The Finn suggested to F1's podcast Beyond The Grid last year that Coulthard, along with his ex-Ferrari colleague Vettel, were the team-mates he found the most pleasant to work with. Back in the 2002 to 2004 period, he was very much Coulthard's junior when it came to age.
"With Kimi, in terms of age gap, I guess it was a little bit like Damon [Hill] and I were together [at Williams]," he says.
"Age is less of an issue when you're older. When you're in your early 20s, it's a much bigger thing the age gap.
"So [Kimi] was quite quiet, clearly fast... my focus wasn't on trying to make friends but my focus was on trying to make the car as quick as we could be.
"We understood that you work with your team-mate to develop the car and we did that. But we never really developed a relationship, a little bit like Eddie Irvine in that respect.
"Occasionally, I'll talk to Kimi and it's pleasant enough and then the rest of the time, there will be nothing. We're just two different people with different outlooks.
"But he has certainly been one of the fastest drivers in Formula One. I think his peak time passed a few years ago but there's enough momentum that he'll be able to get a couple more years out of Alfa Romeo."
Team-mate relationships tend to be fraught in Formula One with intra-team hostilities often more fiery than that between rivals from different teams.
But Coulthard, who also paid tribute to the "brave, dashing and professional" Stirling Moss, who died last weekend aged 90, does stand out as one of the few exceptions who were able to maintain cordial relationships with colleagues, as Raikkonen and Hakkinen for example have cited previously.
And that manifested itself on track when he would obey instructions to move aside for a team-mate when asked to for the benefit of the team – the type of orders or pre-race agreements that some other drivers have flouted come hell or high water.
The example often cited is the opening race of the 1998 season when as part of a pre-race agreement, Coulthard allowed Hakkinen to pass him for the lead after the latter had mistakenly entered the pits whilst in first place, thereby falling behind the Scot.

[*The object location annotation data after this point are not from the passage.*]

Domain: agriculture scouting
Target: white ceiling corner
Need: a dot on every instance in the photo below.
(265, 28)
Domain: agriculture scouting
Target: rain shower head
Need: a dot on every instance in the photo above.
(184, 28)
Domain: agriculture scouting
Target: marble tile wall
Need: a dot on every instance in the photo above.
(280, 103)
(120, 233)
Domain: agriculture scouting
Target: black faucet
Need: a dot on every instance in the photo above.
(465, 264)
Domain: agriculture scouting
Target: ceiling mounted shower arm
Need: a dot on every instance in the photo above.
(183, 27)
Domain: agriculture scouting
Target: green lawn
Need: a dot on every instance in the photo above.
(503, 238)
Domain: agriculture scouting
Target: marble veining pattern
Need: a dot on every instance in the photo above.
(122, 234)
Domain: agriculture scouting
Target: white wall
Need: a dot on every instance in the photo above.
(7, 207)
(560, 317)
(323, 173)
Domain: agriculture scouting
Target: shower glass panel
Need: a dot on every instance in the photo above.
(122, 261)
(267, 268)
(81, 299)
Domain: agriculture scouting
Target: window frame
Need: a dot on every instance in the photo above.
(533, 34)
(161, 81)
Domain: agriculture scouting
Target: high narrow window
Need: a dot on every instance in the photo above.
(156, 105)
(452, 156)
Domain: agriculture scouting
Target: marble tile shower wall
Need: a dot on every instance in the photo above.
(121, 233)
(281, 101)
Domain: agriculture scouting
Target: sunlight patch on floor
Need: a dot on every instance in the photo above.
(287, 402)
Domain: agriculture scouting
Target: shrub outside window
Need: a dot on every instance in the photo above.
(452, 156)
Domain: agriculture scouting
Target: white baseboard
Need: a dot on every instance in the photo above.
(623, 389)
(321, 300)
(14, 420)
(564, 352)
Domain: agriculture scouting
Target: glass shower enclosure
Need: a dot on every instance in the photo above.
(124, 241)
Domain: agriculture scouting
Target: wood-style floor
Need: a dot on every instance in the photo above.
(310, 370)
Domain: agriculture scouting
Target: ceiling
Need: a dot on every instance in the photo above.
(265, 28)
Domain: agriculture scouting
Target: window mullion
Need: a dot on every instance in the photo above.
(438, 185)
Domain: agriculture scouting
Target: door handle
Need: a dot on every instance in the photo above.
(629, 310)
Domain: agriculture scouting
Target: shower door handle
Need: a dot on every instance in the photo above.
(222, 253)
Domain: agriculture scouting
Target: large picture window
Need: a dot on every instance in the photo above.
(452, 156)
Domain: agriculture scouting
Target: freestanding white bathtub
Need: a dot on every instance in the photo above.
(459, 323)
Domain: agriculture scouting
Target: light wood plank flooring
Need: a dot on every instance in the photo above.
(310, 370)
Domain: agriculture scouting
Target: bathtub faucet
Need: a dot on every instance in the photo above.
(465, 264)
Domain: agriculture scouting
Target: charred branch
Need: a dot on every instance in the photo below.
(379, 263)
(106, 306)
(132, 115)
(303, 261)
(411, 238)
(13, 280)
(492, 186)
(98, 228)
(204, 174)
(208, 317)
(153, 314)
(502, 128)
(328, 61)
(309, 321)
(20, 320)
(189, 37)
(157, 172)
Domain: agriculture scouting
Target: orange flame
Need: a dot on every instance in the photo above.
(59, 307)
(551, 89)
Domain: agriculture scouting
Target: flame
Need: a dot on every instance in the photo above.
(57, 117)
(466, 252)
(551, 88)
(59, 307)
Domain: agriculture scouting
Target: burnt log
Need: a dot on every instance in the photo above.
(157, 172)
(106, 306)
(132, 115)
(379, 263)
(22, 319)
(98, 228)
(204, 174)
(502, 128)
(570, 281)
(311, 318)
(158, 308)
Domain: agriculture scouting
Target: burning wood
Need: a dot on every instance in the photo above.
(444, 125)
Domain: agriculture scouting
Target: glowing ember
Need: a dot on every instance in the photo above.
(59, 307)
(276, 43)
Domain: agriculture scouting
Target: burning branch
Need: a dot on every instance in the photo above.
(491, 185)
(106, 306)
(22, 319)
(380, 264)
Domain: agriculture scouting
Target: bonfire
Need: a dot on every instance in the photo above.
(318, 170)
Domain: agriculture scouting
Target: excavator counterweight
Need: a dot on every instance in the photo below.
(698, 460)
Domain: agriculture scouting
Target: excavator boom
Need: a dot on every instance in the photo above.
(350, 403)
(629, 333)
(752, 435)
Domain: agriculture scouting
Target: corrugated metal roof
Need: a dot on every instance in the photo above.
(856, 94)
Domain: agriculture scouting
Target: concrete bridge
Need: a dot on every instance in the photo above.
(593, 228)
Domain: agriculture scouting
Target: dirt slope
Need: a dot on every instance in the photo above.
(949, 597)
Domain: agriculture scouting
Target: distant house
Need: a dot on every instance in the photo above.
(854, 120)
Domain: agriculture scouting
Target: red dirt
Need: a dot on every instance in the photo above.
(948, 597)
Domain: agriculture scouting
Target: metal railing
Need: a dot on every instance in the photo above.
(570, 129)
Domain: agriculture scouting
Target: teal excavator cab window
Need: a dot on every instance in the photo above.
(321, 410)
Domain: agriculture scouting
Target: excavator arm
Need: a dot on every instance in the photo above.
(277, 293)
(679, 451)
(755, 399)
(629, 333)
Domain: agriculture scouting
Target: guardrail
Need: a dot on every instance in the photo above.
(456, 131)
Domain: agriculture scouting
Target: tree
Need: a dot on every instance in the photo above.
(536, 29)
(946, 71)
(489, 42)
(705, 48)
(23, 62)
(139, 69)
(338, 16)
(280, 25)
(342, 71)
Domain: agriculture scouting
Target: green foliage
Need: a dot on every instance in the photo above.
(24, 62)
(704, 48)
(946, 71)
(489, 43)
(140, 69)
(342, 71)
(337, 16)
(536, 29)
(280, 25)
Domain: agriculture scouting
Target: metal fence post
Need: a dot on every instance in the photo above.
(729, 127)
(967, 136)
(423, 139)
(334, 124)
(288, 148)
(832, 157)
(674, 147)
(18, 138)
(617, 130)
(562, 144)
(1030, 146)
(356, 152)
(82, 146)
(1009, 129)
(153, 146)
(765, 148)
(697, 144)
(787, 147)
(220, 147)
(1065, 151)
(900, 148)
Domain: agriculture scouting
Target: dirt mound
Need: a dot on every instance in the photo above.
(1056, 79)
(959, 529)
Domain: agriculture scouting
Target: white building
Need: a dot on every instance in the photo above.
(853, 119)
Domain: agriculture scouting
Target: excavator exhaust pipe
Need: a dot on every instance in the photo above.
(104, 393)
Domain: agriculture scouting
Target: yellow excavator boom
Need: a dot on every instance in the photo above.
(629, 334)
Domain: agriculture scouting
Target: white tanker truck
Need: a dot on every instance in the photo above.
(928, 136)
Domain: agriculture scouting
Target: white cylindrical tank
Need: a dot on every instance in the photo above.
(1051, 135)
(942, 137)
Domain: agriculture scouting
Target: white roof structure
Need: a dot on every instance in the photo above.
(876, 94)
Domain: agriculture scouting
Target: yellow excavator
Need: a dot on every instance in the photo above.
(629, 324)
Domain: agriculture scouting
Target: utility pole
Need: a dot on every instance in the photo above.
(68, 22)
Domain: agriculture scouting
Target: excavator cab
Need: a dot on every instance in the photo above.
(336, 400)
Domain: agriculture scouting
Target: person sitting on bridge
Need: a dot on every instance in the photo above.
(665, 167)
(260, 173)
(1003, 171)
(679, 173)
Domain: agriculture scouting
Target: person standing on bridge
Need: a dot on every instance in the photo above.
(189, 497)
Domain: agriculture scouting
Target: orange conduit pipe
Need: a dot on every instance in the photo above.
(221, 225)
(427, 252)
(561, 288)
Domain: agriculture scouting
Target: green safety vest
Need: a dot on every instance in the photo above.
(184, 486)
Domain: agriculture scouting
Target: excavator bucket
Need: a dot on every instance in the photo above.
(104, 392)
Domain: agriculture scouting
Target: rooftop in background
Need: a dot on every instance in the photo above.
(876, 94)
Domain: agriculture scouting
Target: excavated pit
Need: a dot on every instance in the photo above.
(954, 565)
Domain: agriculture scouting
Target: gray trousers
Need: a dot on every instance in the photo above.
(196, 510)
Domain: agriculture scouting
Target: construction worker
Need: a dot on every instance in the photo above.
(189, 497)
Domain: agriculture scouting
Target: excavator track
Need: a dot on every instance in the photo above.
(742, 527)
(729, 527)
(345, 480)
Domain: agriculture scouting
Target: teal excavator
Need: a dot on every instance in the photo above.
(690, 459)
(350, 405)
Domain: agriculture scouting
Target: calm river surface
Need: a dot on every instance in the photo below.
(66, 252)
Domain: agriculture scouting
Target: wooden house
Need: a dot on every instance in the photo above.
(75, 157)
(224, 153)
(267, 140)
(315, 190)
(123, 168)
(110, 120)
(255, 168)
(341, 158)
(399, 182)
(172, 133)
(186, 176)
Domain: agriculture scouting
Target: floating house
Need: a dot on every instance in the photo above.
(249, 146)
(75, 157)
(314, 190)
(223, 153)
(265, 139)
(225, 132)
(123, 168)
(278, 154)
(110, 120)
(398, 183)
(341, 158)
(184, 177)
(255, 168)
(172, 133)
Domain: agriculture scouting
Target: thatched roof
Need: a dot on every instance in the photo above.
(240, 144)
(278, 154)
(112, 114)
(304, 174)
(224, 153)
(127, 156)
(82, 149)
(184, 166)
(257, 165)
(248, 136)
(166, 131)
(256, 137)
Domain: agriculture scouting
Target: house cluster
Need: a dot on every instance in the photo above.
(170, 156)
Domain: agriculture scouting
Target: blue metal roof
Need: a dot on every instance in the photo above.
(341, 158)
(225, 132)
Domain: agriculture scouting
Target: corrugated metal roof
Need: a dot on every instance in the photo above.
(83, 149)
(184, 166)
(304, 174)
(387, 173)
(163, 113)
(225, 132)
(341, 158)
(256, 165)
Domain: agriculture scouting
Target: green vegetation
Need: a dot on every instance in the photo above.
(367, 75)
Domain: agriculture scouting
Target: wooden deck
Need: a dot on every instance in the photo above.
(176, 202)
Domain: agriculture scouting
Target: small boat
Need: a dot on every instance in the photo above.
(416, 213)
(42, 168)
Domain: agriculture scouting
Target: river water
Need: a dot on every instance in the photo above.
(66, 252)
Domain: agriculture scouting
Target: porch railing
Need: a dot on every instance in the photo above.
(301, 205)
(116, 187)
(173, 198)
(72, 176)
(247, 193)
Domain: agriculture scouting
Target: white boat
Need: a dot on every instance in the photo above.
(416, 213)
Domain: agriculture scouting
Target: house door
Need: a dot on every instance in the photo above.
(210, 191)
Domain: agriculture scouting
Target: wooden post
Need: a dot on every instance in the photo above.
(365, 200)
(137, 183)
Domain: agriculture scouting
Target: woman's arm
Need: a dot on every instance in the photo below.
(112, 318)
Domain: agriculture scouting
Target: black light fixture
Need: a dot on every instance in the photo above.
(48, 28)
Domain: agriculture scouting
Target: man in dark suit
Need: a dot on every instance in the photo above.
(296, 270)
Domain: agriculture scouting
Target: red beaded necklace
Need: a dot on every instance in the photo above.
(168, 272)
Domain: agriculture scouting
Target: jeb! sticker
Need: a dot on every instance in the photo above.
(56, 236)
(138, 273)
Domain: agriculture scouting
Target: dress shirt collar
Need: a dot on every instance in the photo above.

Hakkinen would go on to win that Australian Grand Prix, sparking momentum that would lead him to his first world title.
But the previous race, albeit months earlier at the conclusion of the 1997 season at Jerez when Schumacher famously collided with Jacques Villeneuve, Coulthard had to think a little longer about obeying a team instruction to allow Hakkinen through for what proved to be the Finn's first career win.
Unlike Melbourne months later where there was the exceptional circumstance of the pit mistake, Jerez was different.
"I was asked to move over in Jerez '97. It was never agreed before the race," he says.
"It took several laps of the team manager telling me to move over before I eventually did and I don't regret following a team instruction in as much that I'm a team player."
He admits that in hindsight, there are "a few victories I could have on my CV" if he had not moved over.
But when he looks back at his career, it's not something that he dwells on or has any major sense of regret over.
"Does it affect the way I sleep at night? No. What would it mean today? I probably would have earned a bit more money but that's not something I would lose any sleep over," he says.